Un proyecto que habilita excepciones en áreas protegidas encendió alarmas en Rosario. El Colegio de Arquitectos y la Facultad de Arquitectura advierten que se pone en riesgo la normativa urbana y el patrimonio histórico de la ciudad.
El debate por el desarrollo urbano en Rosario volvió a encenderse, esta vez con un fuerte cuestionamiento institucional al propio Concejo Municipal. Distintas entidades profesionales y académicas salieron a advertir que el cuerpo legislativo local podría avanzar en una modificación normativa que contradice las ordenanzas vigentes, especialmente en zonas de alto valor patrimonial.
El foco está puesto en un proyecto que habilitaría excepciones edilicias en áreas protegidas, particularmente en el entorno del Monumento Nacional a la Bandera, uno de los espacios más emblemáticos de la ciudad.
Una advertencia institucional que escala
El pronunciamiento más contundente llegó desde el Colegio de Arquitectura y Urbanismo (Distrito 2 Rosario), que expresó su “profunda preocupación” por el avance de iniciativas que buscan flexibilizar los parámetros urbanísticos en Áreas de Protección Histórica (APH).
A ese planteo se sumaron otras instituciones de peso, entre ellas la Facultad de Arquitectura Planeamiento y Diseño UNR, lo que elevó el tono del debate y lo sacó del plano estrictamente técnico para ubicarlo en una discusión política e institucional más amplia.
El eje del conflicto es claro: permitir excepciones en zonas reguladas no solo impacta en un caso puntual, sino que abre la puerta a una reinterpretación generalizada de las normas urbanas.
El riesgo de romper las reglas que el propio Concejo aprobó
Uno de los puntos más sensibles del planteo es la contradicción que, según los especialistas, implicaría que el propio Concejo avance sobre ordenanzas que sancionó en los últimos años para proteger el patrimonio urbano.

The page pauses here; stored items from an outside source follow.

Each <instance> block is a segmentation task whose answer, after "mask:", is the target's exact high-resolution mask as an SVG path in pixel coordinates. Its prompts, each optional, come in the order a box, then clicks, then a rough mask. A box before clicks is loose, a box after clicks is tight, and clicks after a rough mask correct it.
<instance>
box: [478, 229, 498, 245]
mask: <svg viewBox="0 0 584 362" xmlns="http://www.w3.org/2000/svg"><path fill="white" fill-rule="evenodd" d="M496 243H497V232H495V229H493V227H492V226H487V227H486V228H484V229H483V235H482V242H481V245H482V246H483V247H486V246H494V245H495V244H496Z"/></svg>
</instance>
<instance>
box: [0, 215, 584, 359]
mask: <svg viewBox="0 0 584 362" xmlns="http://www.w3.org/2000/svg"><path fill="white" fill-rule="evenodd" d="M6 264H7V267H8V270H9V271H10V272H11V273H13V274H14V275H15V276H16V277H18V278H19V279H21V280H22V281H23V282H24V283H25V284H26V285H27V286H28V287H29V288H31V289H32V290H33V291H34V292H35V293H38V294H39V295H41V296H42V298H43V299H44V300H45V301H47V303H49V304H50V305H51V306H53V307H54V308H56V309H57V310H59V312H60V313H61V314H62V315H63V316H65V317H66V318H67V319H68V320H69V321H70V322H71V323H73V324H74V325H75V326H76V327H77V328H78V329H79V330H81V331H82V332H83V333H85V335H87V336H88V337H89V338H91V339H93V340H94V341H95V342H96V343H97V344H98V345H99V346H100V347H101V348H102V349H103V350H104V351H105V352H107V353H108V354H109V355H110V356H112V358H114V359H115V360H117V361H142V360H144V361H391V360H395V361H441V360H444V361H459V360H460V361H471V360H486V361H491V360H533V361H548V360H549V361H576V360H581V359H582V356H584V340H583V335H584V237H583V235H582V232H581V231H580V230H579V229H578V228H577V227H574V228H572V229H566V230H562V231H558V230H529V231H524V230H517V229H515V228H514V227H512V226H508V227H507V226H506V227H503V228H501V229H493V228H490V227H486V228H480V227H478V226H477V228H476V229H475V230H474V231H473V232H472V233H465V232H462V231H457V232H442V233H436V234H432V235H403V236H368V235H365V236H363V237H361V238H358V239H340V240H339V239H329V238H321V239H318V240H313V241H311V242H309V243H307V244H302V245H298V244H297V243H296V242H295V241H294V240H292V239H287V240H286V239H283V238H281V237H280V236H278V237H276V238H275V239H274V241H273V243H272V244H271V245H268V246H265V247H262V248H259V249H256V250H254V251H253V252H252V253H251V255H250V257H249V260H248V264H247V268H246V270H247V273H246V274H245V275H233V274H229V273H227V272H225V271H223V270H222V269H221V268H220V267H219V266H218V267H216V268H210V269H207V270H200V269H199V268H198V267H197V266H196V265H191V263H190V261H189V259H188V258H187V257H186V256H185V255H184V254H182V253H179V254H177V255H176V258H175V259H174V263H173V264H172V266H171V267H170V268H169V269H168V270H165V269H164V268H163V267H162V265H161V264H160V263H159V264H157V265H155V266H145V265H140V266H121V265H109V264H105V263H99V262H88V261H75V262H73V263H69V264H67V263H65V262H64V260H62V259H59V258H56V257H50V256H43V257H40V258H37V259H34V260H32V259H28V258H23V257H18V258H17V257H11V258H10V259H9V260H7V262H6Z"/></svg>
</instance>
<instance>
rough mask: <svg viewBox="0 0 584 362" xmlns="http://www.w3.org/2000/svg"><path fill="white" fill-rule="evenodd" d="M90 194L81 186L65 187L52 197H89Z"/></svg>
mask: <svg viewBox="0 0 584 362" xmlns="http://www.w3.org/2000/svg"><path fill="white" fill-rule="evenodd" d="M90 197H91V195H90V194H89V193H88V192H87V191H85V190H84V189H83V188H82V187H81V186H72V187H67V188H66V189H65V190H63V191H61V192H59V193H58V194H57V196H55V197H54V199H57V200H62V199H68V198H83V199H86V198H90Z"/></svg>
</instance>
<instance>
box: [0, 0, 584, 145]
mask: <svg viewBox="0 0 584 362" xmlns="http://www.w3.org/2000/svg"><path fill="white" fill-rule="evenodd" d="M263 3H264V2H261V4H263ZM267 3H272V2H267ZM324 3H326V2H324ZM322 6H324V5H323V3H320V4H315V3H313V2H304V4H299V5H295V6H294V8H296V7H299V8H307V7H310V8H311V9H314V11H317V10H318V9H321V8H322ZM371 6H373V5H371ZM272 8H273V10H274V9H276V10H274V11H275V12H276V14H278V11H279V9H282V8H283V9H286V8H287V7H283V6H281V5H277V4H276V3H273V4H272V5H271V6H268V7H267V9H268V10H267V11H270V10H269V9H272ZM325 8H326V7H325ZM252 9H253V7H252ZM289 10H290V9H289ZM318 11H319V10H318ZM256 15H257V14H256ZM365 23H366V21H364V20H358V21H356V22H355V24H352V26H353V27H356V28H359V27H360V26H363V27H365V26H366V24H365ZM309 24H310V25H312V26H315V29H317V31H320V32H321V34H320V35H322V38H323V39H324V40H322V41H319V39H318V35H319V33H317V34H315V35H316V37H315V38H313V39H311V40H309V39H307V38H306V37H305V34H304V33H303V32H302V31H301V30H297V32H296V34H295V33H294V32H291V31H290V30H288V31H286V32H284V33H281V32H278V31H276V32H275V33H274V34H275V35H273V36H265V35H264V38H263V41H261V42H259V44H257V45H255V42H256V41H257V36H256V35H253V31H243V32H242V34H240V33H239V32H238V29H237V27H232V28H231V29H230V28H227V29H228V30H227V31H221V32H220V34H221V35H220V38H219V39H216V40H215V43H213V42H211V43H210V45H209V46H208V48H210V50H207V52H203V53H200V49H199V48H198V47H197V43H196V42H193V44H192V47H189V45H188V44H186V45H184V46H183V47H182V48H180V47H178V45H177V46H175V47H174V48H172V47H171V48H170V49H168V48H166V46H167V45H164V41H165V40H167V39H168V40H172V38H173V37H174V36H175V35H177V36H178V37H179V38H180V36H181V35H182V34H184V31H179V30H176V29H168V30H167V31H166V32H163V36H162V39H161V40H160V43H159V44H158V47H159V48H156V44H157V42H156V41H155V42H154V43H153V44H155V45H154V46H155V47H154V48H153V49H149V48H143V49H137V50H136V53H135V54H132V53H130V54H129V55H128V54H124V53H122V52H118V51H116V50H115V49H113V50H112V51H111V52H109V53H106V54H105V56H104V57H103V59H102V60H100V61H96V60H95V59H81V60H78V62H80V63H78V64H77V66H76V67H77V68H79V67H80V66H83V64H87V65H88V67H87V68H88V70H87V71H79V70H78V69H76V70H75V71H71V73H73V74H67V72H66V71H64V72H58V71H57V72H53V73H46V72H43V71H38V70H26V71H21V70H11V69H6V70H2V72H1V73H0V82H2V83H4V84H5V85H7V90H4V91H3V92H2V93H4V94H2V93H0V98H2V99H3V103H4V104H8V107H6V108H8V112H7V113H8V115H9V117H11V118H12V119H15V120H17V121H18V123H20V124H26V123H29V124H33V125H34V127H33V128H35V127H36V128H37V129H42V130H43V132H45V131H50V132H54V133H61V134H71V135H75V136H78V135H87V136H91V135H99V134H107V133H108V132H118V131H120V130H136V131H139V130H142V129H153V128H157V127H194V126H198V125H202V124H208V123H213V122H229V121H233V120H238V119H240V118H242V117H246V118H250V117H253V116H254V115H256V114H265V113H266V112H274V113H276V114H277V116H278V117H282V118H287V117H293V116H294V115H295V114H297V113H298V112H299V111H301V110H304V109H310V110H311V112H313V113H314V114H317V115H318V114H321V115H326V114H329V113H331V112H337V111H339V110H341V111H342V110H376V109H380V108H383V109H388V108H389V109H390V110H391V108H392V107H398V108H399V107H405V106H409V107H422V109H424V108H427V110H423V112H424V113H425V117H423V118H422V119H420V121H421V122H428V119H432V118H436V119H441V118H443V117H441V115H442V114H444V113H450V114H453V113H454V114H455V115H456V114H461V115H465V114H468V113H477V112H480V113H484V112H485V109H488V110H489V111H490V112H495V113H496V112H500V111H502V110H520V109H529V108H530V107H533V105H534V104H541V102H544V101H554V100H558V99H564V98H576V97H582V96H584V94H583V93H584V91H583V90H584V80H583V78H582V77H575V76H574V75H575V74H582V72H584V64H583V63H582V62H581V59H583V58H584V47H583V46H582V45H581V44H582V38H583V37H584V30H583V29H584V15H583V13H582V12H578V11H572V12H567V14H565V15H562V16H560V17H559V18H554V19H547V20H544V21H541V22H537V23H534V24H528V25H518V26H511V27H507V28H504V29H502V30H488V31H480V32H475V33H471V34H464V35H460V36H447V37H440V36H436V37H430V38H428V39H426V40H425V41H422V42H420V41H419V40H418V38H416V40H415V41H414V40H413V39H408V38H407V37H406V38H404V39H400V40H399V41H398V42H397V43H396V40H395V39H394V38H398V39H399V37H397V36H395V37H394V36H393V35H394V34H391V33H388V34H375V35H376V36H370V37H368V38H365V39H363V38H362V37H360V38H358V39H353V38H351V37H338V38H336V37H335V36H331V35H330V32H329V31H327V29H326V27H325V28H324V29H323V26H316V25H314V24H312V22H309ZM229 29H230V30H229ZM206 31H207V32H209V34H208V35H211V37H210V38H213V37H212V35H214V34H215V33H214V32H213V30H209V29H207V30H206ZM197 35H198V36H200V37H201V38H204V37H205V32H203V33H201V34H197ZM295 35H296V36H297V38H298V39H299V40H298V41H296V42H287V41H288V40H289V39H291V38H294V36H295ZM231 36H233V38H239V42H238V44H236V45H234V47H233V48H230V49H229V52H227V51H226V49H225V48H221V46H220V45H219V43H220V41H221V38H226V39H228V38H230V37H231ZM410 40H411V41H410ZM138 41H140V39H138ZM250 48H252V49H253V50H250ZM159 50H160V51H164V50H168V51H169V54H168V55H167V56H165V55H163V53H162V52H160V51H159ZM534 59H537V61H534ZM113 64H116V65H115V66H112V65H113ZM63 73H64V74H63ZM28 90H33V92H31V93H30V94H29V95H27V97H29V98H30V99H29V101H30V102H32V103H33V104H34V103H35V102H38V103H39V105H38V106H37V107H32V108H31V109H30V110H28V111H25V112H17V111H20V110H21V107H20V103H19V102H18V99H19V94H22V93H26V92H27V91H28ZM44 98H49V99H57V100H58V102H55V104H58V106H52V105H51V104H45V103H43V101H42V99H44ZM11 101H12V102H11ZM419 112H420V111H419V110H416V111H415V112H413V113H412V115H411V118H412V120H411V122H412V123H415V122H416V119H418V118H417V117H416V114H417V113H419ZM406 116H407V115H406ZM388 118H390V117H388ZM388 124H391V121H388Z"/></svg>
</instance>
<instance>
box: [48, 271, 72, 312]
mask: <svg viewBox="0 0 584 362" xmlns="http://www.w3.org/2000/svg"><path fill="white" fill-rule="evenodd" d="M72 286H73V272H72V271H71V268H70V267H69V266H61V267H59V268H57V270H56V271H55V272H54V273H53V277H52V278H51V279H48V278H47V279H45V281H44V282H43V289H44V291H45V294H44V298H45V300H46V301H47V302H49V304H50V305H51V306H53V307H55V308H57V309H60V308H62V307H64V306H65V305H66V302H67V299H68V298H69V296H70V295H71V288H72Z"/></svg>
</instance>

En ese sentido, desde el Colegio de Arquitectos advierten que este tipo de decisiones “debilitan progresivamente el marco normativo”, ya que generan antecedentes que luego son difíciles de revertir.
La discusión no es solo técnica. También tiene un componente institucional: si las reglas pueden modificarse caso por caso, se pone en cuestión la previsibilidad del sistema urbano y la seguridad jurídica de la ciudad.
Alturas, paisaje y precedentes
El proyecto en cuestión plantea la posibilidad de superar las alturas máximas permitidas en un área sensible desde el punto de vista histórico y simbólico.
Para los profesionales, esto podría generar un “efecto dominó”, habilitando futuros pedidos similares y alterando definitivamente la fisonomía del sector.
La preocupación central radica en preservar la escala urbana y la visual del entorno del Monumento, considerado no solo un espacio arquitectónico sino también un símbolo identitario de Rosario.
“Las Áreas de Protección Histórica deben ser ámbitos donde se extremen los criterios de resguardo”, sostienen en los documentos presentados, remarcando que cualquier excepción en estos espacios tiene consecuencias estructurales.
Un debate que excede un expediente
Aunque el caso puntual refiere a un proyecto específico en avenida Belgrano, el trasfondo es más profundo: se discute el modelo de ciudad.
Por un lado, aparece la presión por habilitar desarrollos inmobiliarios en zonas estratégicas. Por el otro, la necesidad de sostener reglas claras que preserven el patrimonio y el ordenamiento urbano.
En ese equilibrio, el rol del Concejo Municipal queda bajo la lupa. No solo por la decisión que tome en este caso, sino por el precedente político que puede sentar.
Patrimonio, política y el límite de las excepciones
El conflicto expone una tensión recurrente en Rosario: hasta dónde avanzar con excepciones sin desnaturalizar la norma.
Para arquitectos y académicos, el límite está claro. Sostienen que flexibilizar en áreas protegidas implica correr una línea que luego no tiene retorno.
Ahora, la decisión final quedará en manos del Concejo y de las áreas técnicas del municipio. Pero el mensaje de las instituciones ya está planteado: lo que está en juego no es solo un proyecto, sino el respeto a las reglas que ordenan la ciudad.